Di Waingapu NTT dan banyak pelosok di Indonesia, menurut Mu'ti, bahkan sekolah Muhammadiyah banyak yang berdiri lebih dulu dari sekolah negeri.
Sebelumnya, hal tersebut diungkapkannya dalam pengajian bulanan Pimpinan Pusat Muhammadiyah di Gedung Pusat Dakwah Muhammadiyah Jakarta mengambil tema “Muhammadiyah Mencerdaskan Bangsa: Pengalaman Belajar di Muhammadiyah” dengan menghadirkan alumni sekolah Muhammadiyah dari beragam etnis dan agama, Jumat 15 November 2019.
“Selain sejalan dengan tema Milad Muhammadiyah ke-107 di Yogyakarta, tema ini juga sejalan dengan misi Nabi yaitu menyampaikan ayat, mengajarkan ayat, dan juga penyucian," tutur Abdul Mu'ti.
Semua ini terkait dengan pendidikan, yang diharapkan masyarakat berubah dari jahiliyah menjadi berilmu.

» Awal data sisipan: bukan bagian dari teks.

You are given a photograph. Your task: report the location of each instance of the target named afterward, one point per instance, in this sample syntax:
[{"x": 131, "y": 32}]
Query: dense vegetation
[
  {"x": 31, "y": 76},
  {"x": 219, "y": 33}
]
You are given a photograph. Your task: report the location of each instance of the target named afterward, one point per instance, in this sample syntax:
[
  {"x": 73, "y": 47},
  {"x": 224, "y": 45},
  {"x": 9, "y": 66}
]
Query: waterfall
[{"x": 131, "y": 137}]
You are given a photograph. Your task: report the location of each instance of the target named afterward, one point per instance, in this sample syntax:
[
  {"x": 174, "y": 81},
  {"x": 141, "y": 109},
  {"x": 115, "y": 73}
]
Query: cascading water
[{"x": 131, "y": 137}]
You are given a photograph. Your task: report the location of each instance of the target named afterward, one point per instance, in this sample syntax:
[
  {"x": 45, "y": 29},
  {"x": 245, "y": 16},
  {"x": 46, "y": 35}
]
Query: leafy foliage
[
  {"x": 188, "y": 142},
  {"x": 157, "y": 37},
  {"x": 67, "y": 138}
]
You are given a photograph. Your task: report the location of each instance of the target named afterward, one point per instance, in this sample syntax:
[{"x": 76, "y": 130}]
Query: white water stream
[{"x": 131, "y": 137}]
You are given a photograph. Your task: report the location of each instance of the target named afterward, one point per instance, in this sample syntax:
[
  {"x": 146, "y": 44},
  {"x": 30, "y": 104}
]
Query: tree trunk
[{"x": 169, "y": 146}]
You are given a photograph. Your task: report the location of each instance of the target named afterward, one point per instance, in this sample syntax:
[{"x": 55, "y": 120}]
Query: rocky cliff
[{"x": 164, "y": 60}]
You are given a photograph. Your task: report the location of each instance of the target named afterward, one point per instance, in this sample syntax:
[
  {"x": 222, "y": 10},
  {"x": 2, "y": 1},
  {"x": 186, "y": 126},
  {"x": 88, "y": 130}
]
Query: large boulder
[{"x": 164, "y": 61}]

"Kiai Dahlan merintisnya satu abad yang lalu,” ujar Abdul Mu’ti.
Dalam forum tersebut, salah seorang pembicara, komunikator terkenal Ponijan Liaw, yang juga Presiden Asosiasi Pembicara Public Indonesia (IPSA) menyampaikan kesan 37 tahun lalu saat dirinya bersekolah di SMP Muhammadiyah Desa Pon, Deli Serdang Sumatera Utara.
“Saat itu, kebanyakan dari etnis Tionghoa di tempat saya memilih sekolah Muhammadiyah karena selain namanya terkenal, kualitasnya juga bagus. Kami siswa non-Muslim tidak pernah dipaksa menjadi Islam.
"Saya mendapatkan rekor Asia di New Delhi sebagai komunikator terbaik se-Asia ini hasil dari ilmu yang diberikan oleh guru-guru saya di Muhammadiyah dulu,” puji Ponijan Liaw.
Kesan yang sama disampaikan oleh dua pembicara lainnya Desak Made Darmawati dan Syamsudin Namugur. Sebagai putra asli Papua, Syamsudin Namugur berterimakasih atas kerja tanpa pamrih pendidikan Muhammadiyah.
“Tahun 1980 Muhammadiyah ternyata sudah datang di Kokoda. Sampai sekarang banyak non-muslim yang antusias ingin sekolah di Muhammadiyah. Bahkan banyak dari orang kami yang lulus dari Universitas Muhammadiyah di Papua ini menjadi guru-guru terbaik yang mengabdikan diri ke pelosok untuk membangun kampung. Muhammadiyah cocok untuk orang Papua,” kesan Syamsudin Namugur.
“Ini membuktikan, Muhammadiyah tidak memandang latar belakang dalam mencerdaskan kehidupan bangsa dan juga tidak Jawa-sentris,” tutup pembawa acara Sekretaris LHKI PP Muhammadiyah Wahid Ridwan.